There was no harm in saying goodbye, though. Jamie dressed, and then hurried back to the bedroom. Marc was up, prosthesis strapped on, and wearing a weathered pair of jeans—faded denim that hugged him in all the right places. His muscular chest rippled as he pulled a T-shirt over his head, and Jamie’s resolve wavered. “Um . . . so, I’m gonna go.”

“Okay. Got much planned today?”

“Just a meeting and tidying the flat up. It gets dusty when— Never mind.” Jamie shook his head. “You’re working tonight, aren’t you?”

“Yup. Seven till seven. Are you going to be okay?”

“Course. Why wouldn’t I be?”

Marc sighed and kicked a drawer shut with his metal foot. “Because I’m judging you by how I feel, and I’m not looking forward to spending the night without you.”

“Oh.” Jamie dialled back his irritation and stepped into Marc’s personal space, winding his arms around Marc’s neck. “I’m sorry. I turn into a spiky bitch when I have to do something I don’t want to.”

“What don’t you want to do?”

“I don’t want to leave you.”

Marc smiled, but it seemed bittersweet, perhaps because they both knew that they had to part ways sooner or later. “This has been the longest goodbye I’ve ever known. It’s not just the raging horn that makes us act like teenagers, eh?”

“Apparently not, but I’m the one dragging my heels.” Jamie hid his face in Marc’s chest.

Marc rubbed his back. “You know you can come back anytime, don’t you? Whether I’m here or not?. Um, you can sleep here too whenever you like.”

“I think I knew that before I dropped my arse off that ladder, but I have to learn to be on my own sometimes. It’s part of my recovery, I guess. Thanks, though. Sleeping next to you is the closest to happy that I’ve been in years.”

There wasn’t much else to say, and they finally parted. Jamie left Marc in his bedroom and escaped the house as fast as he could, without chickening out and running back to the safety of Marc’s arms. He wanted to score some junk and hide away in his flat until he could see Marc, chasing the scratchy oblivion that paled in comparison to busting his load all over Marc’s chest, until he could have the real thing again. The ludicrous logic of his craving struck him as funny, but then the pessimist that lurked on his shoulder reasoned that the blissful twenty-four hours he’d spent with Marc had been a dream, and that shooting up would be the closest he’d ever get to it for the rest of his life.

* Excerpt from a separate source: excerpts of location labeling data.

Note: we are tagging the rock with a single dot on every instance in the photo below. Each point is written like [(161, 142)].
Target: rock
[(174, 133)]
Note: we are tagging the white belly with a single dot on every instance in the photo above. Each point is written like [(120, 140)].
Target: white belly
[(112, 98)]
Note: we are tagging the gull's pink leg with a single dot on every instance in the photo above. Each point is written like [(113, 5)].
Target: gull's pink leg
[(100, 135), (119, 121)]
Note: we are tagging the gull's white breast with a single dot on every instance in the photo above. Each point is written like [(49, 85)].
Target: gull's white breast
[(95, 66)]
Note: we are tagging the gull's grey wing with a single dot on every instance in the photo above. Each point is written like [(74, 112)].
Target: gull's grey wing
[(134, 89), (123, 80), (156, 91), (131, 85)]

Fucking drama queen. Jamie chastised himself all the way home and let himself into the flat in a foul mood. The dust that had collected in his absence taunted him as he put his shoes carefully on the rack by the front door, and it took everything he had not to attack each room like a whirlwind until it was gone.

Instead he rooted out his headphones and blasted Metallica. Music was the one thing he missed when he was at Marc’s house. Sorting through piles of Marc’s mother’s possessions was a task that seemed to suit sombre hush, but he couldn’t handle that in his own flat. It was too small for silence, the walls too close. Without James Hetfield screaming bloody murder in his ears, there was no escape from his own head.

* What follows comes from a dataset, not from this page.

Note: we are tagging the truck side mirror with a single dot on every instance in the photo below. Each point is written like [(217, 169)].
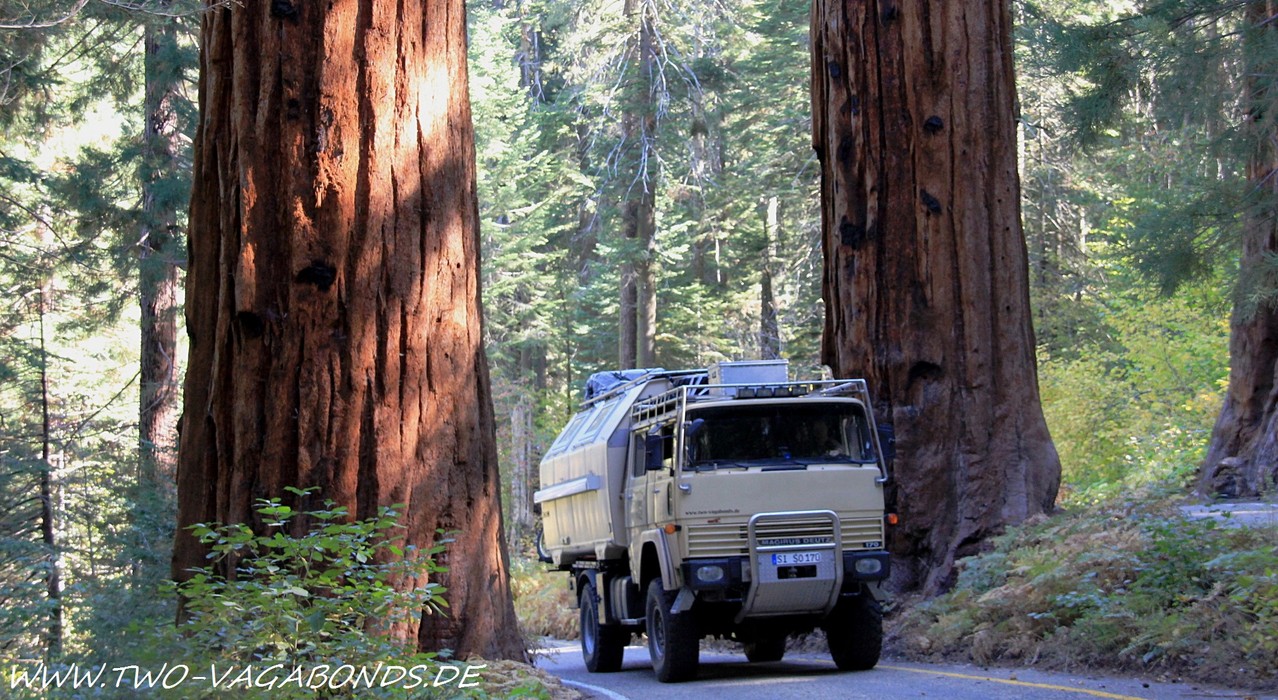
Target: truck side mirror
[(690, 432), (887, 441), (653, 447)]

But he couldn’t pace his flat all day, especially if he had any hope of resisting his compulsion to wipe away the minute layer of dust. Besides, he had a meeting to go to—two of them if he didn’t get the calm he needed at the first—and at ten o’clock, he wrapped up warm and left the house. The bus stop was next to the river, beside the shack that sold sausages butties, but Jamie forwent breakfast. He’d recently discovered that being hungry was a good substitute for fractious cleaning, and without Marc’s soothing presence, he didn’t feel much like eating anyway.

The bus ride was long and bumpy, but Jamie had grown to enjoy the trip through the hills. The Peak District was beautiful and made him wish that he spent less time hiding indoors. After all, how much trouble could he get into with the wind and rain in his face on a barren hillside? Don’t answer that. And for once, the monster within obeyed.

Around midday, Jamie rocked up at the community centre that played host to the local NA meeting. It started at half past, but Jamie had got in the habit of helping Billy, the crackhead ex-copper group leader, set up. A circle of plastic chairs—always optimistically too large—and a trestle table loaded with a tea urn and some stale digestive biscuits. Rumour had it that the AA group that ran on alternative days got jaffa cakes, but the NA scummers, as Billy so affectionately coined them, didn’t deserve such luxury just yet. “First fucker who gives me three months clean gets a packet of Jammie Dodgers. Until then, hold the phone.”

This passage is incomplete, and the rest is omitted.